2018-2019 Education Workers' Strike Movement (Red for Ed) 

In February 2018, the US saw an education protest and strike movement, which began in West Virginia. Statewide, Oklahoma, Colorado, and Arizona followed suit. Demands varied from state to state but included funding sources for education, pension issues, increased pay.

Strikes by State

Colorado 
Despite being explicitly allowed, Colorado had no teacher's strikes between 1994 and 2018. Pueblo Education Association went on strike May 2, 2018 asking for a 2% raise and $30 per a month for health insurance. The Denver Classroom Teachers Association, the largest teachers union in the state, went on strike in February of 2019 over low pay, and issues around an unpredictable and unjust compensation model.

Illinois 

A strike of Chicago Public School teachers that occurred in 2019 was significant enough to garner support from national politicians.

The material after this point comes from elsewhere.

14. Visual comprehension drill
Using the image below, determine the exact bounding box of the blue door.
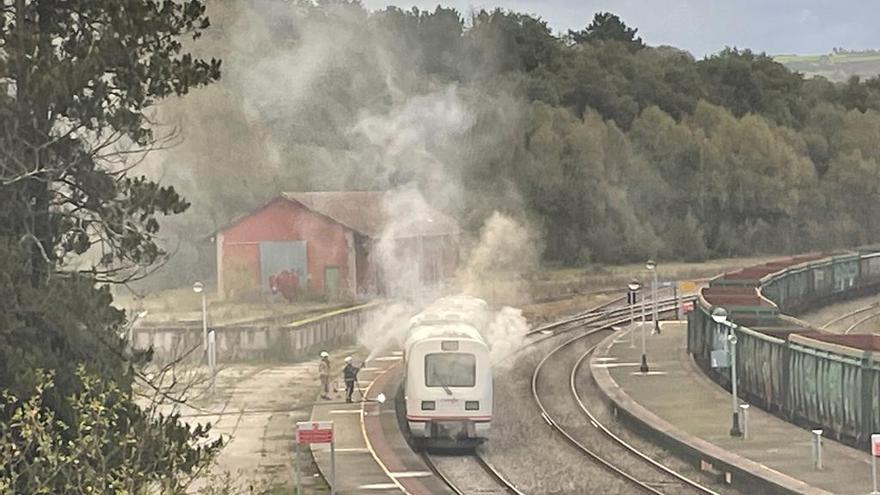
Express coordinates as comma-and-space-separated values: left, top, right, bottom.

Illinois holds the record for the longest teachers' strike to date. This was an eight month strike beginning in October 1986 in Homer, IL. After roughly one month, the school board hired strike breaking substitutes for much of the school year.

Ohio 
Ohio holds the record for the second longest teachers' strike, which lasted for 85 days in 1981.

Pennsylvania 
Pennsylvania explicitly allows teachers to strike. However, since 1992 state act 88 gives the Pennsylvania Department of Education the power to order teachers to return to work to ensure that students still receive 180 days of instruction. This has subsequently reduced the frequency of teacher strikes in Pennsylvania, although the state still leads the nation in strikes. Between 2000 and 2007, Pennsylvania accounted for 60% of teacher strikes nationwide. 2010 saw 3 strikes, while 2011 had one strike. Between 1968 and 2012 Pennsylvania has had 740 teacher strikes. A major cause of strikes in Pennsylvania is that contracts are frequently allowed to lapse for several years before the school board and teachers union can come to a new agreement.

West Virginia 
The West Virginia statewide educator walkout in 2018 began the Red for Ed movement.